The Downfalls Of Medical Care In America’s Rural Communities
I graduated from medical school in 1985, am board certified in EM and practiced 25 years—mainly inner city/trauma/teaching centers. However, the last 5 years were in a rural 25-bed hospital, 60 miles from a shopping mall or hospital with higher capabilities and specialists. My hourly rate was competitive and the hospital provided benefits included: malpractice, health, dental, & vision insurance, prescription coverage, paid vacation/CME allowance, and pension contribution.

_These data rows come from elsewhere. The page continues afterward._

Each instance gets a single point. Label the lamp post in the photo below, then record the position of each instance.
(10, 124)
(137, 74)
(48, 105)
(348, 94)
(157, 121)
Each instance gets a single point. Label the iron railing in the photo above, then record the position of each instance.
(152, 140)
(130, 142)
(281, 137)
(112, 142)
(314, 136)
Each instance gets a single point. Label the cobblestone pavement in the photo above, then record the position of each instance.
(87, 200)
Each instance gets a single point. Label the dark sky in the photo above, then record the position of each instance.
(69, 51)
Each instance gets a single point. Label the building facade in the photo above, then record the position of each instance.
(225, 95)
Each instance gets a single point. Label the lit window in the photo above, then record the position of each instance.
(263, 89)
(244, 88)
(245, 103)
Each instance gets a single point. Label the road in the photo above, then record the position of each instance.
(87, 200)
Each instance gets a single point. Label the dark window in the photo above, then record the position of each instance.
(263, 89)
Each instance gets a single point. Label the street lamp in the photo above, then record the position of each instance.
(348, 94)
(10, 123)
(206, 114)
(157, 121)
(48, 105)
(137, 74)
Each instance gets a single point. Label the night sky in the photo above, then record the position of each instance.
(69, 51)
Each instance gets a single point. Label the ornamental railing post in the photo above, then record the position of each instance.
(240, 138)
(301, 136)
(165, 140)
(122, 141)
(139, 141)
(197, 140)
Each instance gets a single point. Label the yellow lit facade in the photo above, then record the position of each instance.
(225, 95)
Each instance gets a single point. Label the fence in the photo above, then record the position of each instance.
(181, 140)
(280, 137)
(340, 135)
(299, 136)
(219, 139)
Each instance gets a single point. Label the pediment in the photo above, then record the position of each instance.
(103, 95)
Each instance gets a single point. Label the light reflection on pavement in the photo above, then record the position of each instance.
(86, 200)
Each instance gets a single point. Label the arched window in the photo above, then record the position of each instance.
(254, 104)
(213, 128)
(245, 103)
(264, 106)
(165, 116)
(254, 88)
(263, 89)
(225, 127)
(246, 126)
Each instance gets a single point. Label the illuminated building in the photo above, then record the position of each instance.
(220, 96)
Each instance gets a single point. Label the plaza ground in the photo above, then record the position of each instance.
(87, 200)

Palliative Medicine (intensive symptom management for chronic or serious illness, coordination of care and clarification of patient/family treatment & life goals) is a subspecialty in urban settings but is lacking and most needed in the rural community setting. The chronically ill patient who is also typically elderly may present to the ED and be denied hospital admission after an ED physician evaluation. The doctor can “request” admission from an at-home Utilization Review nurse who checks the admission guidelines and if not met, reports the patient is to be sent home—even if it is over the objections of the physician who has evaluated the patient. There is no systematic follow-up of these patients, and they are told to “contact your primary care physician.” No one is making sure this happens. Some do not have primary care physicians and may be unable to obtain a timely appointment. The hospital does not have a social worker to coordinate care or provide assistance in the confusing navigation of insurance/appointments/outpatient testing, etc. There is no 24-hour pharmacy. Many of these patients do not have transportation or no longer drive and often live many, many miles from the hospital relying on neighbors, church folk, or county ambulance when they become ill.